People often ask me "How did you learn how to hack?" The answer: by reading. This page is a collection of the blog posts and other articles that I have accumulated over the years of my journey. Enjoy!

Fall of the machines: Exploiting the Qualcomm NPU (neural processing unit) kernel driver- 686

Man Yue Mo - Github Security LabsPosted 4 Years Ago
  • The NPU (neural processing unit) is a co-processor on Qualcomm chips that is designed for AI and machine learning tasks. The NPU has a kernel driver that can be interacted with from user space on Samsung devices. Since this is Linux, the code is open source!
  • To interact with the driver, the file /dev/msm_npu is used. This driver has many IOTCL calls, such as allocate/unmap a DMA buffer, load/unload neural network model and several other operations. Most of the commands are synchronous with a few being asynchronous.
  • When loading an NPU model, there is a statically sized global array of contexts that are the different jobs taking place. When calling npu_close, the client pointer is removed from the network.
  • Since this information is global, all information associated with the old clients needs to be removed. By calling npu_close and async npu_exec_network at close to the same time, the client is used but the NPU is never cleaned up! This leads a use after free on a pointer in the global buffer. By replacing the client object with a fake object arbitrary kernel functions, with 1 parameter of control, can be called.

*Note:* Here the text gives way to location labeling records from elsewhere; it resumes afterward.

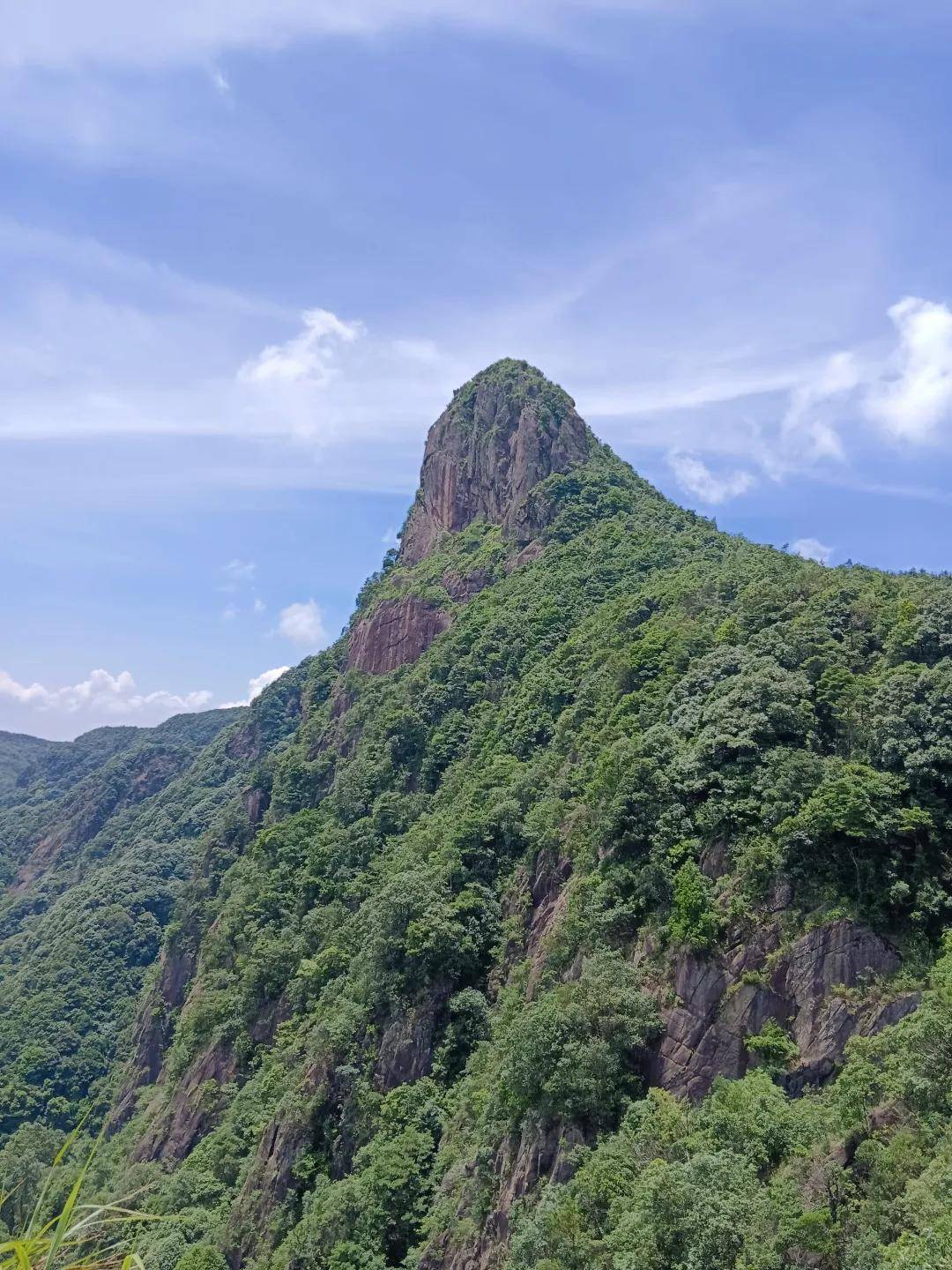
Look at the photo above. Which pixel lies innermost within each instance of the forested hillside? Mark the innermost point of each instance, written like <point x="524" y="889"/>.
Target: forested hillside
<point x="583" y="906"/>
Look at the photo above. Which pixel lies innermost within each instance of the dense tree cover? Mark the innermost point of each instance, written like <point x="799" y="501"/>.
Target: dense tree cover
<point x="449" y="947"/>
<point x="111" y="825"/>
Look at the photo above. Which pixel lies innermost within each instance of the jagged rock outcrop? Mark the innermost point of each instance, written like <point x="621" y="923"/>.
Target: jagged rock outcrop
<point x="397" y="632"/>
<point x="502" y="433"/>
<point x="725" y="998"/>
<point x="522" y="1162"/>
<point x="193" y="1106"/>
<point x="153" y="1027"/>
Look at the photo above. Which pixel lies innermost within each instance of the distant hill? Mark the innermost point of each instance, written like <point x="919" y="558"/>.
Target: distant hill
<point x="584" y="906"/>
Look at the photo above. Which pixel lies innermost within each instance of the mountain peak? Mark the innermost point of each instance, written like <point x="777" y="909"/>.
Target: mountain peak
<point x="504" y="430"/>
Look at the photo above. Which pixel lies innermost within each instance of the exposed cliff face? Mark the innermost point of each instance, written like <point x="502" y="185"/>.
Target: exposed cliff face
<point x="725" y="998"/>
<point x="387" y="892"/>
<point x="395" y="634"/>
<point x="502" y="435"/>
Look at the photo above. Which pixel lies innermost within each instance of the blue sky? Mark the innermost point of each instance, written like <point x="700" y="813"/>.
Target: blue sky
<point x="250" y="247"/>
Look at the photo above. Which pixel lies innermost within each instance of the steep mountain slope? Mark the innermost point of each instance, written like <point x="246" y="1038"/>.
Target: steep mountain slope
<point x="97" y="839"/>
<point x="591" y="808"/>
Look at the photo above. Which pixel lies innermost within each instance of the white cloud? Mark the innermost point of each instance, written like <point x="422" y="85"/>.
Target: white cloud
<point x="103" y="693"/>
<point x="913" y="397"/>
<point x="61" y="34"/>
<point x="811" y="549"/>
<point x="310" y="355"/>
<point x="260" y="681"/>
<point x="240" y="571"/>
<point x="238" y="574"/>
<point x="257" y="686"/>
<point x="303" y="624"/>
<point x="695" y="478"/>
<point x="807" y="430"/>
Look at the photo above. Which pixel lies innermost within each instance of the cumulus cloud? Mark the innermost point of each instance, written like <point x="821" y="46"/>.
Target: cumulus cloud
<point x="811" y="549"/>
<point x="695" y="478"/>
<point x="310" y="355"/>
<point x="913" y="397"/>
<point x="257" y="686"/>
<point x="303" y="624"/>
<point x="101" y="693"/>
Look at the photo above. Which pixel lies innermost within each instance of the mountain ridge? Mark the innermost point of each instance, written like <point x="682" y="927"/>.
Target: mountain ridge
<point x="596" y="841"/>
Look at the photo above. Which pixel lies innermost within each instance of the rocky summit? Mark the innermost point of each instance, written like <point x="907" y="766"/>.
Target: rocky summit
<point x="583" y="905"/>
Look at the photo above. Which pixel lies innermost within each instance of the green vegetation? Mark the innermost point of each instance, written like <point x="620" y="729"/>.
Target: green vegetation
<point x="421" y="998"/>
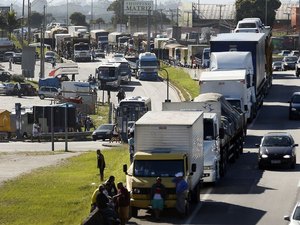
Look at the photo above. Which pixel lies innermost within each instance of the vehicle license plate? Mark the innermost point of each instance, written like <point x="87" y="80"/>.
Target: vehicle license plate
<point x="275" y="161"/>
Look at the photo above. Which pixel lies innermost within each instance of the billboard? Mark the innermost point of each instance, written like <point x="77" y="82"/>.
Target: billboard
<point x="137" y="8"/>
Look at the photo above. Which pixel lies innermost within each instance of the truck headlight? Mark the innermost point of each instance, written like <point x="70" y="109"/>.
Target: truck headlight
<point x="136" y="191"/>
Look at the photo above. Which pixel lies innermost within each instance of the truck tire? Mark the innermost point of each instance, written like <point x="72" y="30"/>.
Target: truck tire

  • The next bug is very strange; it is like the code was never checked for functionality. While calling npu_exec_network_v2, stats_buf can be specified to collect some debugging information. But, this never worked? Instead of specifying the buffer address, an additional dereference was used! &kevt->reserved[0] should have been kevt->reserved[0].
  • The bug above lead to the leaking of the stats_buf address rather than the copying the contents. This allowed the attacker to learn where this buffer was in memory and partially defeat KASLR. What a stupid bug that leads to another step in the chain.
  • The author noticed that an object was being never being initialized and some of the values of it were not guaranteed to be set either. By itself, this may not lead to any interesting bugs. However, when diving into this code further, this object was being copied back into memory, making it a good option for an information leak.
  • struct npu_kevent contained a UNION with four potential elements. In C, the compiler creates a UNION with the largest of the elements for size reasons. The largest element (uint8_t data[128])is an auxiliary buffer of size 128. When the copy happens when a small UNION field is used, such as struct msm_npu_event_execute_v2_done exec_v2_done, then the rest of the data is never initialized.
  • Now, here is the best part: all of the bytes unused by the other field in the UNION will be copied over! This is because the code sizeof(struct msm_npu_event)) takes the size of the struct with the largest field in the UNION for the size. So, even though the used parts of the UNION were initialized, the rest of the buffer was not. Damn, this is an awesome bug!
  • To bring this all together, the third vulnerability can be used to defeat KASLR and all other randomness. The second bug can be used to determine the address of stats_buf, which is important for creating a fake object. The first vulnerability can then have a fake object, on the use after free, that calls a function pointer to get code execution.
  • Once code execution was achieved, the author needed to bypass control flow integrity (CFI). The goal was to call __bpf_prog_run32 with bytecode pointer that should be executed in the kernel. Since the parameters were not setup properly, they needed to find a function to control the second parameter. Moving from parameter 1 to parameter was easy because of the large occurrence of small wrappers in Linux.
  • Overall, these bugs were difficult to spot bugs that were either found by code review or accident with somebody intentionally looking for these bugs. For me, if I see a UNION or global variables being shared, I'll make sure to check out this flow. Great article!